Why Indonesia must seize the Tropical Forests Forever Facility
A new fund will debut at COP30 – Brazil is already all in and Indonesia must stop stalling
WHEN world leaders gather in Belem this November for COP30, the spotlight will not just be on emissions targets or carbon markets. A new actor is garnering attention: the Tropical Forests Forever Facility (TFFF). Brazil’s audacious push to create a US$125 billion endowment-style fund to reward tropical forest nations for preserving their standing forests demands serious attention – not least from Indonesia, a country whose forests are among the world’s most precious, yet most imperilled.
For decades, Indonesia has relied on carbon markets, bilateral aid, REDD+ (Reducing Emissions from Deforestation and Forest Degradation) schemes, and grants to fund forest conservation.

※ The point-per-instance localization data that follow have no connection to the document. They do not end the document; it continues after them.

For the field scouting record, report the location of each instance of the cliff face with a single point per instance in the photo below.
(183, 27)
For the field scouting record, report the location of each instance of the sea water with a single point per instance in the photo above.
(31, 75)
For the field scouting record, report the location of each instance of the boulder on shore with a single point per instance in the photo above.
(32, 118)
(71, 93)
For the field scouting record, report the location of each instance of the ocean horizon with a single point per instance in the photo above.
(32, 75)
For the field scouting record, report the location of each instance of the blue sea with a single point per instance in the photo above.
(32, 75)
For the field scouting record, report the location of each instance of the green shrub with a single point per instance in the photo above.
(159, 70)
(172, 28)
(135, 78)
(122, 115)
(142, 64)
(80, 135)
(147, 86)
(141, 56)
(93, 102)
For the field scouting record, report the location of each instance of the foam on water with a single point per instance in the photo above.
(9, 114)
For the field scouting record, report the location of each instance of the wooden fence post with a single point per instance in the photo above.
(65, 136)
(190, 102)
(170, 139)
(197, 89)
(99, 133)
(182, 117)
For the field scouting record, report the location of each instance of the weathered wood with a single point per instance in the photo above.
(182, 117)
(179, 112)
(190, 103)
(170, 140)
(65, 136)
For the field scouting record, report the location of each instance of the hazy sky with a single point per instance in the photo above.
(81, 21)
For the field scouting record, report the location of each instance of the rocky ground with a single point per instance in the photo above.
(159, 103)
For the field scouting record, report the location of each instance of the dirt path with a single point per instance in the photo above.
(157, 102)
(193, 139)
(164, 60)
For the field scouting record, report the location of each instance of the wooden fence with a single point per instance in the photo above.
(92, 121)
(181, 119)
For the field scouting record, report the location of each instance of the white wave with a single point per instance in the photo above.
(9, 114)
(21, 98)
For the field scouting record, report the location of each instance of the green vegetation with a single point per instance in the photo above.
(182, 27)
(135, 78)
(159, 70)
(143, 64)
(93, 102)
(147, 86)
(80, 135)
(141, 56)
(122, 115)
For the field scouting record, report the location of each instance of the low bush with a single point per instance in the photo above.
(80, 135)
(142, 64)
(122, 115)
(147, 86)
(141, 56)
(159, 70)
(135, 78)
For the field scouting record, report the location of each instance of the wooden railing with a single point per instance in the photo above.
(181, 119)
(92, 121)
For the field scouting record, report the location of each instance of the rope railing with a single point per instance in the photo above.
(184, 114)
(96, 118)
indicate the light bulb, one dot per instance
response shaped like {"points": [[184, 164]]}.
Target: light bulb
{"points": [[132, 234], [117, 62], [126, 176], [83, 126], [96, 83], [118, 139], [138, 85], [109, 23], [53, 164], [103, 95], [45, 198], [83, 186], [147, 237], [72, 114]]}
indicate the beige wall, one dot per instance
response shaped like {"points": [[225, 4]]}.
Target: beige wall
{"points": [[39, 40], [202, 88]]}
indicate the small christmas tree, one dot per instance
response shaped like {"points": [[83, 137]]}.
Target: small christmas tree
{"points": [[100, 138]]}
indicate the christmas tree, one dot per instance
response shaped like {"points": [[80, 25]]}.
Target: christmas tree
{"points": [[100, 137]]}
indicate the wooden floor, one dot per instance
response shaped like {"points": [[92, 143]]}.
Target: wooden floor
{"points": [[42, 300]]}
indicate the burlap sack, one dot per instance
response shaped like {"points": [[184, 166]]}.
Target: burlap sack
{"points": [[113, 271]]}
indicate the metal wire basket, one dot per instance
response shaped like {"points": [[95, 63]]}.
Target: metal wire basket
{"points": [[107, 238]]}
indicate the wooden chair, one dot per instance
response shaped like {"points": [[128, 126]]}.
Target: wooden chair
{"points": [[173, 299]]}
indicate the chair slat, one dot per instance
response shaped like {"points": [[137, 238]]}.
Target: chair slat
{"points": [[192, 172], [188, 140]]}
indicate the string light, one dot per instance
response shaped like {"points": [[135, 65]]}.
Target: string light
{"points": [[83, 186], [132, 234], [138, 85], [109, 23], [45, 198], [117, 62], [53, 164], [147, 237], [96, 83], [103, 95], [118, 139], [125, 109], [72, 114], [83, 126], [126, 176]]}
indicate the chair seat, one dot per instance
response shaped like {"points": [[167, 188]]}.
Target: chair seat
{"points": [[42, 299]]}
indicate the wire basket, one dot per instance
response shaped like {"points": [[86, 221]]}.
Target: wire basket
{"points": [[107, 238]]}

These models have value, but they also come with limits: volatility, uncertainty, bureaucracy and delayed compensation. TFFF promises something different – steady, predictable finance tied directly to forest conservation performance, with built-in benefit sharing for indigenous peoples and local communities. It reframes forest protection as a long-term investment, not charity.
Brazil has already stepped up. President Luiz Inacio Lula da Silva has committed US$1 billion to the fund, making his country the first to convert rhetoric into hard capital. The architecture of TFFF is being co-shaped by Indonesia and other tropical forest countries, alongside donor governments and philanthropies.